TOKYO, Nov 25 (Reuters) - Benchmark Tokyo rubber futures rebounded from the previous day's loss on Wednesday as surging Shanghai futures and higher overnight oil prices lent support, although gains were capped below a key 160 yen ceiling due to nagging worries about oversupply, dealers said.
The Tokyo Commodity Exchange's new rubber contract for May delivery JRUc6 0#2JRU: finished at 158.1 yen ($1.29) per kg, up 1.7 yen, or 1.1 percent, from its opening price of 156.4 yen.
It fell more than 3 percent the previous day.
"Strong Shanghai rubber market backed by higher stock market helped ease investors' concerns over slowing demand in China," said Satoru Yoshida, a commodity analyst at Rakuten Securities.
The most-active rubber contract on the Shanghai Futures Exchange for January delivery SNRcv1 soared 550 yuan, or 5.4 percent, to finish at 10,775 yuan ($1,686.84) per tonne.

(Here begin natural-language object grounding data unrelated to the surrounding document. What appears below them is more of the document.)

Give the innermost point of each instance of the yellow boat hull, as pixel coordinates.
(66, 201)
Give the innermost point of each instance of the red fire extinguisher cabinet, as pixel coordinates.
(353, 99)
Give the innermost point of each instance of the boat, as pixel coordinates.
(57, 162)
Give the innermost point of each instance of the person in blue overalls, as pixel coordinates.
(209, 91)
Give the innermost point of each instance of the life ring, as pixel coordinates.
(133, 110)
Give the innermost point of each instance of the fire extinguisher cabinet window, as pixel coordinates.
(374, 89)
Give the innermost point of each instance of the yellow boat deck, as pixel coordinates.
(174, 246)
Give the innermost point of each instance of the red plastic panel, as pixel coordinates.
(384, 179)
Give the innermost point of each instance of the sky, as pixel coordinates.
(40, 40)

The CSI300 index .CSI300 of the largest listed companies in Shanghai and Shenzhen rose 0.7 percent to 3,781.61, while the Shanghai Composite Index .SSEC gained 0.9 percent to 3,647.93 points. .SS
On the upside, crude oil futures hit two-week highs in the previous session as tension mounted in the Middle East following Turkey's downing of a Russian warplane, although they eased on Wednesday. O/R
"The TOCOM rebounded today, but the price will likely remain under pressure unless we see some bullish fundamental changes such as demand pick-up in China," Yoshida said.
The front-month rubber contract on Singapore's SICOM exchange for December delivery STFc1 last traded at 114.8 U.S. cents per kg, up 0.3 cent.